Today we received an order from the Foreign Intelligence Surveillance Court (FISC). Sometimes, brevity can be really beautiful. The court wrote:
The American Civil Liberties Union has filed a third party motion seeking the release of what it identifies as Court records. This is an unprecedented request that warrants further briefing.
The order was in response to a motion we filed ten days ago, which as far as we know was the first of its kind. We asked the FISC to release several important legal rulings issued secretly over the last year. These secret orders have been in the spotlight lately: One led to the disastrous FISA revision Congress passed last week, and another, issued January 10, reportedly brought the government’s illegal spying program under the supervision of the secret FISA court.
While they didn’t just fax over the orders we requested — they gave the government until August 31 to object to the disclosure –it is an important indicator that the FISC is taking our request seriously. If the public could see those orders, it would clarify how the NSA program was adapted to comply with FISA’s requirement that the government seek individual warrants, since Rep. Heather Wilson (R-NM) has described the orders as "programmatic" warrants.
Here’s what we already know about the orders: After contending since 2005 that NSA wiretapping did not require warrants, the White House reversed itself on January 17, 2007, when Alberto Gonzales announced that “any surveillance that was occurring as part of the [NSA Program would] now be conducted subject to the approval of the Foreign Intelligence Surveillance Court.” Gonzales described the orders as “complex” and “innovative” and later testified that the court issued them after Bush “pushed the envelope.” He told Congress that it took “some time for a judge to get comfortable” with the government’s proposal.

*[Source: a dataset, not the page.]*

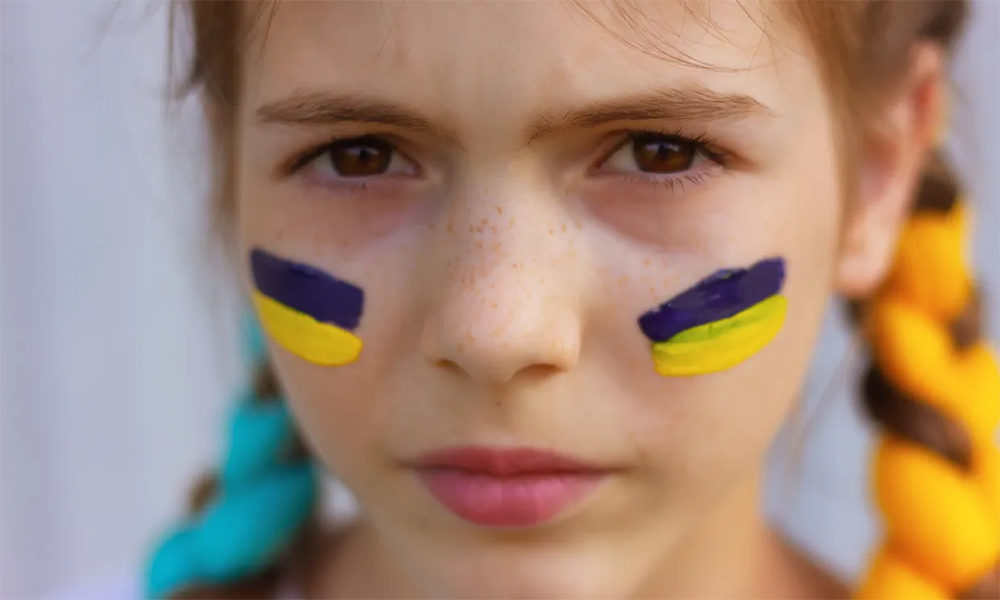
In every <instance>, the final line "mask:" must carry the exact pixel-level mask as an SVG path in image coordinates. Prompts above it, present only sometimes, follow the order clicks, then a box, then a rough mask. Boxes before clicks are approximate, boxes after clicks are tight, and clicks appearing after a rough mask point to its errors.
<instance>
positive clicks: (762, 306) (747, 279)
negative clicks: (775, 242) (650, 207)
mask: <svg viewBox="0 0 1000 600" xmlns="http://www.w3.org/2000/svg"><path fill="white" fill-rule="evenodd" d="M784 281H785V261H784V259H782V258H769V259H764V260H761V261H760V262H758V263H756V264H754V265H752V266H751V267H749V268H745V269H723V270H720V271H717V272H715V273H713V274H712V275H710V276H709V277H706V278H705V279H703V280H701V281H700V282H698V283H697V284H695V285H694V286H692V287H691V288H689V289H688V290H686V291H684V292H682V293H680V294H678V295H677V296H674V297H673V298H671V299H670V300H668V301H667V302H664V303H663V304H661V305H660V306H658V307H657V308H655V309H653V310H650V311H648V312H646V313H645V314H643V315H642V316H641V317H640V318H639V328H640V329H641V330H642V332H643V334H644V335H645V336H646V337H647V338H648V339H649V341H650V342H652V353H653V364H654V367H655V369H656V371H657V372H658V373H659V374H660V375H663V376H668V377H669V376H685V375H701V374H707V373H714V372H718V371H723V370H726V369H729V368H732V367H734V366H736V365H737V364H739V363H741V362H743V361H745V360H747V359H748V358H750V357H751V356H753V355H754V354H756V353H757V352H759V351H760V350H762V349H763V348H764V347H765V346H767V345H768V344H769V343H770V342H771V341H772V340H773V339H774V337H775V336H776V335H777V334H778V331H780V329H781V326H782V325H783V323H784V320H785V314H786V311H787V301H786V299H785V297H784V296H783V295H781V293H780V292H781V289H782V286H783V285H784Z"/></svg>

Since then, everyone and their mother — from the House Minority Leader, to the AG, to the President - have cited the orders in their attempts to strong arm FISA "reform" through Congress. Of course they did so knowing full well that it’s impossible for anyone to contradict them when they can’t see what they’re talking about.
Today's orders were a good sign. Hopefully the court will release the sealed materials and the debate won’t have to take place in a vacuum any longer.